Needs and activities of the Beaglier

The Cavalier King Charles Spaniel is not a very energetic dog, but the Beagle is. The Beaglier will require regular daily walks and play. This hybrid will thrive in a home with a large yard to explore. Your hybrid Beaglier may want to be on the trail of a scent at all times, so make sure your garden is secure. Don't leave him unattended, as he may decide to make his own way on the hunt. A walk around the neighborhood to smell the scents and greet the neighbors is a good way to socialize your Beaglier and give him the outing he needs to be satisfied and fulfilled.
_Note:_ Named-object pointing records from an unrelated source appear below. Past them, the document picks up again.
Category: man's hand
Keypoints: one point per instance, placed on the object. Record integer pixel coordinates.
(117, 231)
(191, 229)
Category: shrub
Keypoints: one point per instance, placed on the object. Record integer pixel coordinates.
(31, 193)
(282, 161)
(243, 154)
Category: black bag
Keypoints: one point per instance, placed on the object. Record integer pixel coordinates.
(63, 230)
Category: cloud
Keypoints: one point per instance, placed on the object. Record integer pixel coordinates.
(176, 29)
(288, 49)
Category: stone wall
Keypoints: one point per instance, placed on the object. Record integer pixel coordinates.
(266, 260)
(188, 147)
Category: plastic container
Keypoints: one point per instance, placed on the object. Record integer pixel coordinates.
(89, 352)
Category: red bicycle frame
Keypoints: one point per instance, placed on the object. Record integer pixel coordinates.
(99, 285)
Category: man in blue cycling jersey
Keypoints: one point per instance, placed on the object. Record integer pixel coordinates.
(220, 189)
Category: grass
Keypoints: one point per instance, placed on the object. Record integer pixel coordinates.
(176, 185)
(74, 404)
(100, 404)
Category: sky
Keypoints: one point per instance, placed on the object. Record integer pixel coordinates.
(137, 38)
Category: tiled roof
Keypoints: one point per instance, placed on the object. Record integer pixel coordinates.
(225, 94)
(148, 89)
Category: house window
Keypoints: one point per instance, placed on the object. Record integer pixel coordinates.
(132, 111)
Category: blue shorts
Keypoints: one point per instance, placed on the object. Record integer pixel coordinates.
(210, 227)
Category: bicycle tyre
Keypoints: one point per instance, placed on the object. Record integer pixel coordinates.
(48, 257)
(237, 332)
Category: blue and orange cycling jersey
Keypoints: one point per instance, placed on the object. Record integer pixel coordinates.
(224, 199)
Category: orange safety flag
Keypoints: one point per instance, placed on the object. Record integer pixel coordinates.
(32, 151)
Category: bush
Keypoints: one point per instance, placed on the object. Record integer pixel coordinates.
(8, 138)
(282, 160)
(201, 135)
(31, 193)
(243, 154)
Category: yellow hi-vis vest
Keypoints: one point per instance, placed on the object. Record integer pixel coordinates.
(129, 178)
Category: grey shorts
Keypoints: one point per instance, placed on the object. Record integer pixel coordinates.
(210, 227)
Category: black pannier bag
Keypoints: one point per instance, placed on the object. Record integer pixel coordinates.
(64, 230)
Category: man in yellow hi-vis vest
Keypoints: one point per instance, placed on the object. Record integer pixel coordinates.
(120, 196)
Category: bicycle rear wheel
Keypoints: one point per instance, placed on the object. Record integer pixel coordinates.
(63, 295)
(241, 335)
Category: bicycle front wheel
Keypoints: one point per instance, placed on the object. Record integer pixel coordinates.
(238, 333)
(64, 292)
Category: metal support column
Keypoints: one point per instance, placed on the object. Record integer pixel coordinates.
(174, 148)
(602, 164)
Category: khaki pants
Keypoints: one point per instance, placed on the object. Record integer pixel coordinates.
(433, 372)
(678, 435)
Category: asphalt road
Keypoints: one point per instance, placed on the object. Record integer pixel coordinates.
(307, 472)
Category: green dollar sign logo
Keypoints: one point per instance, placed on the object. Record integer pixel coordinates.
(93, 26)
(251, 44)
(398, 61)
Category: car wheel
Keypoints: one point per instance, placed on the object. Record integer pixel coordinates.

Maintenance of the Beaglier

If the Beaglier has a short coat, it will need brushing several times a week, and longer coats may require daily brushing to stay ahead of rugs and tangles. Bathing can be done monthly if necessary. Their ears should be examined and possibly cleaned once a week. However, care should be taken not to allow moisture to accumulate in the ear, as yeast and bacteria can easily form in this environment. To prevent tartar build-up, brush twice a week, as tartar buildup can lead to periodontal disease. Making preparation part of your bonding time with your Beaglier will help him to stay still and perhaps even enjoy the attention as he matures.